Quanto entra na economia e para quem vai o dinheiro
De acordo com os cálculos do Imesc, dos R$ 4,7 bilhões estimados:
- R$ 3,0 bilhões (63,2%) devem ser destinados a trabalhadores com carteira assinada, tanto do setor público quanto do setor privado;
- R$ 1,7 bilhão (36,8%) ficará com aposentados e pensionistas, incluindo beneficiários do INSS e de regimes próprios de previdência da União, estados e municípios.
Essa divisão mostra que o impacto do 13º salário é pulverizado em diferentes faixas da população, reforçando tanto a renda de quem está na ativa quanto de quem já se aposentou, mas continua participando de forma importante do consumo local.
Alívio nas contas e fôlego para o comércio
Para o presidente do Imesc, Dionatan Carvalho, o 13º cumpre um papel duplo: ajuda famílias a reorganizarem o orçamento e, ao mesmo tempo, aquece a economia maranhense.
“O décimo terceiro salário é um benefício essencial, principalmente para os trabalhadores, que muitas vezes utilizam o valor para colocar as contas em dia e reduzir dívidas. Além de aliviar o orçamento das famílias, o recurso também movimenta a economia no fim do ano”, destacou.
Na prática, parte do valor deve ser direcionada para pagamento de dívidas, renegociação de contas em atraso, compras do período natalino, viagens e serviços em geral. A nota técnica aponta que esse movimento gera um efeito em cadeia, beneficiando comércio, setor de serviços e, indiretamente, a própria arrecadação pública.
Como o estudo foi feito
A Nota Técnica Incremento do 13º na economia maranhense é divulgada anualmente pelo Imesc e usa apenas bases de dados oficiais. Entre as fontes utilizadas, estão:
- PNAD Contínua, do Instituto Brasileiro de Geografia e Estatística (IBGE);
- Boletim Estatístico da Previdência Social (BEPS);
- Painel Estatístico de Pessoal (PEP), do Ministério da Gestão e da Inovação em Serviços Públicos (MGI);
- Relatório Resumido da Execução Orçamentária (RREO).
O levantamento considera assalariados do setor público (estatutários ou celetistas) e do setor privado, além de aposentados e pensionistas do Instituto Nacional do Seguro Social (INSS) e dos regimes próprios de previdência da União, estados e municípios.

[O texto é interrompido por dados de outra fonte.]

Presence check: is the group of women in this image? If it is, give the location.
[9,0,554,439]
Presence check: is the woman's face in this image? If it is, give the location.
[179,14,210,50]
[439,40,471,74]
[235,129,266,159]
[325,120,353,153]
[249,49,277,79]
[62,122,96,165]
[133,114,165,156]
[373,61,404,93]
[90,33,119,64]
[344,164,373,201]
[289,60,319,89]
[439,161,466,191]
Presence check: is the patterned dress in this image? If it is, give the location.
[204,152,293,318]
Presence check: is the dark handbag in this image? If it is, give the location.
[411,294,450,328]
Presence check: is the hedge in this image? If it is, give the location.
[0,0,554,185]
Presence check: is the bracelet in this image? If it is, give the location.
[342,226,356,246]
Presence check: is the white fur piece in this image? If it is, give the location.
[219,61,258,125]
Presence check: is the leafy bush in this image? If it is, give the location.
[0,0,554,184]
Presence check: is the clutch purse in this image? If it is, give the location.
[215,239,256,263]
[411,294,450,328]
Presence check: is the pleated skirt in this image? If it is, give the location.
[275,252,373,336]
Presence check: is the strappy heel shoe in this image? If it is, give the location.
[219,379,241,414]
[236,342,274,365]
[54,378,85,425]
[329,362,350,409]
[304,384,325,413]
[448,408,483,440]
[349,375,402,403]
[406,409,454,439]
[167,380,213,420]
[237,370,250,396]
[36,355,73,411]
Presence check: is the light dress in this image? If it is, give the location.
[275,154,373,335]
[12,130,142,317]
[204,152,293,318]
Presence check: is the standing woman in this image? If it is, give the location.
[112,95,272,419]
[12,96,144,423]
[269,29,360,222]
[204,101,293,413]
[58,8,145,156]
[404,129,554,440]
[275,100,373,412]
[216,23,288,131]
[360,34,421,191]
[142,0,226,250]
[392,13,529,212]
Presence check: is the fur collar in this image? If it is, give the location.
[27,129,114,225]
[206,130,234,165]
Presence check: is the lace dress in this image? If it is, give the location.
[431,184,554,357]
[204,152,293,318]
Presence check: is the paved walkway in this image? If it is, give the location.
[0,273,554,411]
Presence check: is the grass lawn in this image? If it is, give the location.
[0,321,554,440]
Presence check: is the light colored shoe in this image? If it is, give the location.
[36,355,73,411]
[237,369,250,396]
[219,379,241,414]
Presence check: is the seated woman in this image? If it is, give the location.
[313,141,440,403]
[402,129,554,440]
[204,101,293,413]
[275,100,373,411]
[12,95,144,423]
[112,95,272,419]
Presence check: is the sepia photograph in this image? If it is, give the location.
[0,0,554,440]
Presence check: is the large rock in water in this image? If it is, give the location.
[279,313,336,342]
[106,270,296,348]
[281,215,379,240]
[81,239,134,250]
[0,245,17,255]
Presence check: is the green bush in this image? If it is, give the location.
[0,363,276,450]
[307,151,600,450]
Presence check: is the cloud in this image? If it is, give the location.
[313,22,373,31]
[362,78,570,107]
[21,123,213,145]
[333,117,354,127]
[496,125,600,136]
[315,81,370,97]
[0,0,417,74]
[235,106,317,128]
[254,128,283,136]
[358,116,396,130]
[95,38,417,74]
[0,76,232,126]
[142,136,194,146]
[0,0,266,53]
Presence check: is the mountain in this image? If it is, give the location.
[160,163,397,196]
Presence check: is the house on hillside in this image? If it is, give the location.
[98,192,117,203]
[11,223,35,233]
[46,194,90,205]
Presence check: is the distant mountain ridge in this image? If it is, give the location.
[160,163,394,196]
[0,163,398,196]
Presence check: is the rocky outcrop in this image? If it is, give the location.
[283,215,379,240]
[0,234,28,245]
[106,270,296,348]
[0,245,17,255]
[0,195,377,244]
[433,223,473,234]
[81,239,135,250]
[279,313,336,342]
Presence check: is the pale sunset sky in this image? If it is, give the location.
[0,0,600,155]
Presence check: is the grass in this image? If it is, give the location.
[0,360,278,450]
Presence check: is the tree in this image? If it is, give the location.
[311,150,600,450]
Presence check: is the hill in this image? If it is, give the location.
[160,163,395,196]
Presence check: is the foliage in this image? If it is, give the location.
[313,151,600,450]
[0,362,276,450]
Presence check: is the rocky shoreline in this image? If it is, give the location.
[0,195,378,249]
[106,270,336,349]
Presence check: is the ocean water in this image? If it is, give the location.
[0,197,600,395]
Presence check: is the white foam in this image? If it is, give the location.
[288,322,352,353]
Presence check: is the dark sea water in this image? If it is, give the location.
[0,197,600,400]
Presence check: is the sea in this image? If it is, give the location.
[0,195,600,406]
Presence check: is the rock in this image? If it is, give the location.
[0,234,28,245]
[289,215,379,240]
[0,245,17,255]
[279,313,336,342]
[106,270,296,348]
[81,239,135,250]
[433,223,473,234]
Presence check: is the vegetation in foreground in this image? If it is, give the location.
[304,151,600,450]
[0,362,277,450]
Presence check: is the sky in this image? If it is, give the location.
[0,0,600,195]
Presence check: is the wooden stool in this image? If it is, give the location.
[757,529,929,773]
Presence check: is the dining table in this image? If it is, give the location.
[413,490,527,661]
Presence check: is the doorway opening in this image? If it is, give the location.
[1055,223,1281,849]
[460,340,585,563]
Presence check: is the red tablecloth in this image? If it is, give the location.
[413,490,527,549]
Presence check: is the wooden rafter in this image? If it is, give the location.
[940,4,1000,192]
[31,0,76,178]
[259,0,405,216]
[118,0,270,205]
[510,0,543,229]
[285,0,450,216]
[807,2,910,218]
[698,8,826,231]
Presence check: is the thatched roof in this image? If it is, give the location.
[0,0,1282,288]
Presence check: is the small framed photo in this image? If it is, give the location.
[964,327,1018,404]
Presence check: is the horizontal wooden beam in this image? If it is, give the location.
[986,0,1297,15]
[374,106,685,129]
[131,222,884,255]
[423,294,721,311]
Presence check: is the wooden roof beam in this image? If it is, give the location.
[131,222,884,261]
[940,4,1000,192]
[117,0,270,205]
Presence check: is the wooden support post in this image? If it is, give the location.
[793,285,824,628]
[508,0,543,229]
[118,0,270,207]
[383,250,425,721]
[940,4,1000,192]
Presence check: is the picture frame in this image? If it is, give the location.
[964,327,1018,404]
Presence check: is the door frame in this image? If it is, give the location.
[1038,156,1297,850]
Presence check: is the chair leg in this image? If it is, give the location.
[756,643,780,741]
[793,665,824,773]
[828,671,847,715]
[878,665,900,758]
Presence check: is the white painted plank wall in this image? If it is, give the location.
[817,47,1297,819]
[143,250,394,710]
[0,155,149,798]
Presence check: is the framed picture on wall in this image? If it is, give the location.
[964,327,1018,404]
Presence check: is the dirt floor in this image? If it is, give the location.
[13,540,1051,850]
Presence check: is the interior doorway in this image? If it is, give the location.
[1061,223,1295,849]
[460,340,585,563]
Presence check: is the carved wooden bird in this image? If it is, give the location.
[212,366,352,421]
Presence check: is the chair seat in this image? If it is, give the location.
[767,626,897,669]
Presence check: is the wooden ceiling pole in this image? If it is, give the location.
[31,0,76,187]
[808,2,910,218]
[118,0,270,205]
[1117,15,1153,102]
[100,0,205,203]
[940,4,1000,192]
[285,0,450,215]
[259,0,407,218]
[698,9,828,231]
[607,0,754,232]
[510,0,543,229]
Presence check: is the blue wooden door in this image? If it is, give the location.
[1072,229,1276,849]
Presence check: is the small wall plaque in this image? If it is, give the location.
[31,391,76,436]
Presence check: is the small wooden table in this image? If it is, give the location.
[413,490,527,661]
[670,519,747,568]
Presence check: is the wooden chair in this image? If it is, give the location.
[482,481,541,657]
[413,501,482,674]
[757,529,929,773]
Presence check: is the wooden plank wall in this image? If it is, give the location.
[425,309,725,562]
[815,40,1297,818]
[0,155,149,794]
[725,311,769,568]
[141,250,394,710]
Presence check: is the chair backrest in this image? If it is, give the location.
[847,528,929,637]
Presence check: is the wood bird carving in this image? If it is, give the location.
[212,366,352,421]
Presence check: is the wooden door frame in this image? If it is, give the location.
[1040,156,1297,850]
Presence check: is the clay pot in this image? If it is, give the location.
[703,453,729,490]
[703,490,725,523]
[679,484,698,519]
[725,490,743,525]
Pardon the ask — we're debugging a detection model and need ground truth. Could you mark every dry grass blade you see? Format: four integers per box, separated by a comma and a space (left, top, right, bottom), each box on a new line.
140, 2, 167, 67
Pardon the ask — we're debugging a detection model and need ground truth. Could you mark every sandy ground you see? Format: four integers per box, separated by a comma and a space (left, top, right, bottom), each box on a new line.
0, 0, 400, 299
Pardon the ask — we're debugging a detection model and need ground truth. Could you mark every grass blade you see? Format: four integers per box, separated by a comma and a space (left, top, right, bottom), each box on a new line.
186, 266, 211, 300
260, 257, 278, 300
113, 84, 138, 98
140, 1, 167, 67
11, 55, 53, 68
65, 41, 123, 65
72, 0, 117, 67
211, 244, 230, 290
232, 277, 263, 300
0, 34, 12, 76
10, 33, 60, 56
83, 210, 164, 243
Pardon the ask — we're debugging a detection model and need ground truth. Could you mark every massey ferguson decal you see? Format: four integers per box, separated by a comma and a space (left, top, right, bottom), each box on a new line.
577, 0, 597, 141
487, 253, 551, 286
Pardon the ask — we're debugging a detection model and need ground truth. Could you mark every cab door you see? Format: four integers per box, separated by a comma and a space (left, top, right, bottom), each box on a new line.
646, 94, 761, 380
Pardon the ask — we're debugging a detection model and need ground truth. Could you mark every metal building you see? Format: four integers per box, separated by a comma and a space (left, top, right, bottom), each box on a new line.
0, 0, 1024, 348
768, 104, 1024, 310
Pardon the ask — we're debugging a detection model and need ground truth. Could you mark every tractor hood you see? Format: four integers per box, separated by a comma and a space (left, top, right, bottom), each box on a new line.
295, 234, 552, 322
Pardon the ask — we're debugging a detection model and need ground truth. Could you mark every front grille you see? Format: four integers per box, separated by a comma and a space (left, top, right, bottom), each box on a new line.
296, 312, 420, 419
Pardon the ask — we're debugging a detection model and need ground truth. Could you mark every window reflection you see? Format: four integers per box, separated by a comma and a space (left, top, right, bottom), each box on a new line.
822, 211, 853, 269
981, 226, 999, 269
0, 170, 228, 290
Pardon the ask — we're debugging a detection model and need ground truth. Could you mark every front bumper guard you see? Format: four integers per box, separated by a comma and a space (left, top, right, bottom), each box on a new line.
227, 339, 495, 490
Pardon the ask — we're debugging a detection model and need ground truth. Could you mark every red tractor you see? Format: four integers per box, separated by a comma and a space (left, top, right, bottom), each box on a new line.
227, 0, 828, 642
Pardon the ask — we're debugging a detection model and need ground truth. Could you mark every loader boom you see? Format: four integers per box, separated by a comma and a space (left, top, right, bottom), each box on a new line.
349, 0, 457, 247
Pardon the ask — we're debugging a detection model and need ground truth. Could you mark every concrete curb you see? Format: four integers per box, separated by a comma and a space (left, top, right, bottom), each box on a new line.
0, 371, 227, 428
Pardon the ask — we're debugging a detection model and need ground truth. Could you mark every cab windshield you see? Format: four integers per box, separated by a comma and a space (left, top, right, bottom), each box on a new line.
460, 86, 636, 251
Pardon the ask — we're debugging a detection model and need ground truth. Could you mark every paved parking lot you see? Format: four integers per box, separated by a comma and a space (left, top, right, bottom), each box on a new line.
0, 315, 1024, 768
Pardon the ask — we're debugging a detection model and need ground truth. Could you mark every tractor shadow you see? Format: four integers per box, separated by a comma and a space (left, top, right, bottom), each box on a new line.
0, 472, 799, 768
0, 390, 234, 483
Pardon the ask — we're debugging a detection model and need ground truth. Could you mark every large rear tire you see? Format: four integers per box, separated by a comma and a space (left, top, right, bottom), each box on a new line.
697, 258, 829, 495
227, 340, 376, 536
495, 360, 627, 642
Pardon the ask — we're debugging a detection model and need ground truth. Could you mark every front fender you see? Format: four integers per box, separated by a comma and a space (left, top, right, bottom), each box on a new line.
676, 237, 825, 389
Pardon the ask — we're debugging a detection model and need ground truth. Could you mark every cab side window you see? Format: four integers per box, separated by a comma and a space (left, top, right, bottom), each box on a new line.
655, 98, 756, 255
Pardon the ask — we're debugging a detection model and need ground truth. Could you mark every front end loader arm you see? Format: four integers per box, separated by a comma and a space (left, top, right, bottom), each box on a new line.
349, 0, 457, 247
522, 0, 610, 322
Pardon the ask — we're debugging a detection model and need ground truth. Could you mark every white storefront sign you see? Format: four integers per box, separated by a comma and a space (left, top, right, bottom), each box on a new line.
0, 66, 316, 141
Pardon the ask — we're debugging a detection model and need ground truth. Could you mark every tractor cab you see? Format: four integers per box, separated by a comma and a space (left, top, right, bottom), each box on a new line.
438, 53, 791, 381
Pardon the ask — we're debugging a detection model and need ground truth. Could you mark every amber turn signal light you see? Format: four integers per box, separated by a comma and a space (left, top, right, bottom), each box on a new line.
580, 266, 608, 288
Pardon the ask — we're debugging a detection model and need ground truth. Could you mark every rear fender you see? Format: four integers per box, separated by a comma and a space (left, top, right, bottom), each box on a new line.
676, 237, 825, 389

Direito garantido em lei e impacto na renda das famílias
Criado pela Lei nº 4.090/1962 e garantido pela Constituição Federal, o 13º salário beneficia empregados com carteira assinada, aposentados e pensionistas. O pagamento, tradicionalmente concentrado no fim do ano, amplia a renda das famílias em um período de maior consumo e reforça a atividade econômica.
No caso do Maranhão, o Imesc destaca que o 13º representa não apenas um reforço imediato no orçamento das famílias, mas também um importante estímulo para a economia estadual, especialmente em um momento em que o comércio e os serviços apostam na retomada de fôlego nas vendas.
A nota técnica completa pode ser acessada no site do Imesc, onde estão disponíveis os detalhes metodológicos e as tabelas com a distribuição estimada dos recursos por categoria de beneficiário.